SESYNC sought to provide the best cyber infrastructure (CI) for facilitating computation and data-related synthesis activities. SESYNC’s computational personnel assisted teams with database development and data integration, analysis, and visualization. While our staff performed many CI tasks directly for teams, we also strove to build CI capacity; therefore, we preferred to work with team members so they could learn how to perform the tasks themselves. Since SESYNC teams were quite diverse in their approaches to synthesis and in the types of data they brought to a problem, our CI staff had a broad range of disciplinary backgrounds and expertise. Through an array of integrated services, the staff and infrastructure enabled researchers to collaborate remotely; to address research problems at unprecedented scales; and to build their own capacity to do computationally enabled, socio-environmental analysis. To support a variety of groups, the CI staff developed procedures to actively engage teams and ensure they could meet teams’ CI needs throughout projects’ life cycles, from pre-award through completion, and at least one year beyond.
Many SESYNC synthesis teams focused exclusively on highly quantitative data (biophysical, social, or both). Although the social sciences are becoming increasingly quantitative, survey data, interviews, and case studies remain very important to understand how behaviors, attitudes, decisions, and local context interact with or drive changes in the environment and vice versa. Teams relying on both quantitative and qualitative information could employ mixed methods analyses, meta-studies approaches, or agent-based modeling to analyze interactions among variables, as well as outcomes across diverse scales. Many groups sought to integrate theoretical frameworks with modeling, and this approach grew over time with SESYNC’s increasing support and available learning materials related to socio-environmental modeling. Some teams were well equipped to undertake mixed methods analyses, but we found that most natural scientists were not familiar with such methods, and many struggled with how to incorporate qualitative data into their synthesis. Therefore, we provided advice, courses, and one-on-one assistance to help participants overcome these and other barriers.
Computing Infrastructure
The suite of hardware and software offered by SESYNC aimed to provide maximum computing power with minimal barriers to entry. Team members had access to large data storage (75 TB), database servers, and a 64-core computational cluster via SSH, a web file gateway, virtual desktop, or SESYNC’s RStudio Server. We tightly integrated all services so that researchers would have seamless, remote access to all their group’s resources—regardless of which SESYNC service they were using. We had SESYNC’s key infrastructure virtualized or running bare metal (RStudio/computing cluster), allowing staff to reconfigure and redistribute resources as necessary depending on research needs. SESYNC also provided remote access to all its infrastructure, allowing seamless collaboration regardless of group members’ locations. SESYNC’s computing environment was scalable and adaptable to the changing landscape of collaborative computing. As necessary, SESYNC pursued partnerships with University of Maryland-based resources and national groups, such as CyVerse, to support the computing needs of our teams and researchers.
In-House Expertise
The eight-member CI staff offered a wide range of expertise crucial to successful synthesis research, including statistical programming and advanced statistical methods, simulation and analytical modeling, database design and administration, geospatial data handling, and parallel computing. Half of the CI team were domain scientists, and the remainder were computer scientists; this diversity allowed SESYNC to bridge our researchers’ varied objectives to appropriate computing resources.

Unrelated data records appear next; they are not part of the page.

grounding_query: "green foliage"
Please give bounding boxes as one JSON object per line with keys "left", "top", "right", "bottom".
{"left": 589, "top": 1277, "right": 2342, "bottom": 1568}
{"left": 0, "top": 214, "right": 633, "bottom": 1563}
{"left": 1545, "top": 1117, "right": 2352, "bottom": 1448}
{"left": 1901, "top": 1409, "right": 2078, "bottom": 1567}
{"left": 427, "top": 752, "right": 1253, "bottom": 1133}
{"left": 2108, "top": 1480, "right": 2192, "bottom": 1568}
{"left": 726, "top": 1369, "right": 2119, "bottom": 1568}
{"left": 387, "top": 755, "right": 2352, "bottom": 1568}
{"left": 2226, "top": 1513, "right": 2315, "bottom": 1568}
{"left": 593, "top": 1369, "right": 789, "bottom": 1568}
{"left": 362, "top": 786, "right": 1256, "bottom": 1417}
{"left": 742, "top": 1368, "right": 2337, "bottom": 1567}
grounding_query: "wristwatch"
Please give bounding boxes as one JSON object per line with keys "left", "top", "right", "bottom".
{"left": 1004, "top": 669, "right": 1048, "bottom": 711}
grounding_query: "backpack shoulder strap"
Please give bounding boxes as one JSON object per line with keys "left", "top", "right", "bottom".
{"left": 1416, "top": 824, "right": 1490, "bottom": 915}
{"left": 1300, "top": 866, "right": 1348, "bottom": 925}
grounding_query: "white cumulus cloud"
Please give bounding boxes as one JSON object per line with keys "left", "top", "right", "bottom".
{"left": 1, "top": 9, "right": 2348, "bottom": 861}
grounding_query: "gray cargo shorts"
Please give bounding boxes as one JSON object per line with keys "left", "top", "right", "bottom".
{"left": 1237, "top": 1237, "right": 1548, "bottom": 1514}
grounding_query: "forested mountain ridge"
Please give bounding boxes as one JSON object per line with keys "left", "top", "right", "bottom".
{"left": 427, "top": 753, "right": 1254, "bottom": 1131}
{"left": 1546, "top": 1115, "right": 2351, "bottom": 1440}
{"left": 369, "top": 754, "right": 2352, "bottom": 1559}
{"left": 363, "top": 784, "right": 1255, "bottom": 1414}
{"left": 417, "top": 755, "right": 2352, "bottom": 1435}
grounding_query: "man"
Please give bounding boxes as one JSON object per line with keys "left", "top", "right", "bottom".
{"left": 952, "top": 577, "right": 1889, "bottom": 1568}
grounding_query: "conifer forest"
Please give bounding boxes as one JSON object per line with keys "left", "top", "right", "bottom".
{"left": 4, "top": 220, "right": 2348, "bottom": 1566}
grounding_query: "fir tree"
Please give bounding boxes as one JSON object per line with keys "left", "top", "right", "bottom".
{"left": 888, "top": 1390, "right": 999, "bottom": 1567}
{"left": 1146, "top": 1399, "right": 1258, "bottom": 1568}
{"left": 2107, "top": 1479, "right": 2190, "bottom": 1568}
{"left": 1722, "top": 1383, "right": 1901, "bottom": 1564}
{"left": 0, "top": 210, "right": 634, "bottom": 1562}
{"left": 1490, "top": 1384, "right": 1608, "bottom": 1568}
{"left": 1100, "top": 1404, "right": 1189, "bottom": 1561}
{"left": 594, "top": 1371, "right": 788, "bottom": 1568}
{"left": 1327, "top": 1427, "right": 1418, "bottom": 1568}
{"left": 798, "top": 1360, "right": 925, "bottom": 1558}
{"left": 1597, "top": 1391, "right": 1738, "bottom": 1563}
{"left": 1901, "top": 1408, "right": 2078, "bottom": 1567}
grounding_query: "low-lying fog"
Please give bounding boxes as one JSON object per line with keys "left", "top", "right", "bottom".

Computational Training and Community Capacity Building
SESYNC recognized the urgent, largely unmet need domain of S-E researchers seeking to acquire and apply data science skills in their work; thus, we regularly offered hands-on short courses combined with research-focused hack-a-thons to familiarize our community with tools like R, command line (shell), collaborative code development (git), SQL, qualitative methods, and more. This instruction not only accelerated progress on SESYNC projects but also connected the Center’s education mission to CI by preparing researchers for future work on computationally demanding S-E problems.